# No-maintenance bog terrarium questions



## Betta132 (May 12, 2012)

I have an empty 10 gallon that I'd like to turn into a bog terrarium, preferably the sort of terrarium that only needs to occasionally be misted and can otherwise be ignored. 

I'm not certain about the exact construction yet, but I plan to line the sides and back with weed blocker fabric and try to grow ferns and moss up it. I'd also like a water area that takes up something like 1/4 of the whole bottom, probably just a simple area divided off from the rest by some wood. 

Some questions: 

If I intend to keep the substrate soaking wet, do I still need a false bottom? 

What plants would work? The only specific species I have in mind is Ultricularia Sandersonii 'Blue' and some sphagnum. I want to try liverworts and maybe some tiny ferns, but I'm not sure what all would like to be sopping wet, and I'm not sure if there's anything that would do well in a tiny water area. Flowering things would be ideal, but I'm definitely open to suggestions of things that are just foliage plants. Especially tiny ones. I've considered some of the small sundews, but I don't really want to deal with the high lighting they need.

Speaking of, what lighting should I look into for bog plants and mosses?


----------



## sparrow (Nov 14, 2015)

Anubias and java ferns perhaps? They are mostly used in aquariums, but I think originally they belong in swampy bogs? Anubias prefers to be mounted into something like wood or rock, though, rather than sitting in soil. But it's a very sturdy plant and I think sometimes they shoot up a beautiful white flower. Has never happened to me before though, and I've kept them on and off for about 8+ years now. 

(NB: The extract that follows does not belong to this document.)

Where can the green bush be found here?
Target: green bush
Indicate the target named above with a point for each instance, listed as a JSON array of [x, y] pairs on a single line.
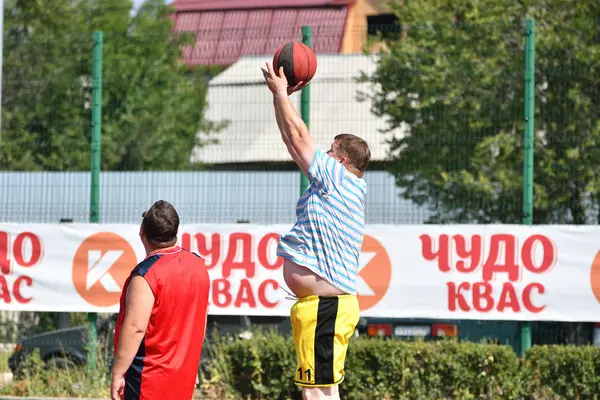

The java fern would probably need a lot of misting though, unless it will be extremely humid. Mine withered away almost instantly when I wasn't good enough at misting. Which was sad because it was a huge bunch I had grown over many years.


----------



## Keni (Feb 1, 2017)

I have a 2.5 gallon paludarium that has anubias in it and it's going great.


----------



## sparrow (Nov 14, 2015)

Great looking anubias! They are very nice looking plants. Have you ever had it flower?


----------



## Josh B.A. (Aug 13, 2012)

The majority of plants grown in aquariums will do very well in bog conditions. Edit: The bacopa and the pennywort have flowered for me. 

Here are some that I have used with success:
Ludwigia repens - Grows moderately fast
Brazilian pennywort (Hydrocotyle leucocephala) - Use with extreme caution. With good lighting, this will take over. 
Lemon bacopa (B. Caroliniana) - Grows relatively slowly with the stems being kinda tall and awkward above water. 
Willow hygro (Hygrophila angustifolia) - Grows fast, sending out sturdy, tall reeds. 

I've used all of these plants in both vivariums and aquariums. They seem to prefer growing above the waterline in saturated soil. 

I think you could pull off a tank without a false bottom, although I recommend using a porous substrate like crushed lava rock for the deeper layers. Nasty hydrogen sulfide aside, if you use an organic substrate it will likely turn into black, smelly goo below the water line. However, I do use compost as a planted aquarium substrate and it seems to work just fine.

For lighting, I use finnex leds almost exclusively, although there are a lot of options for planted tanks (cfls, t8s, t5s, par38, etc)...


----------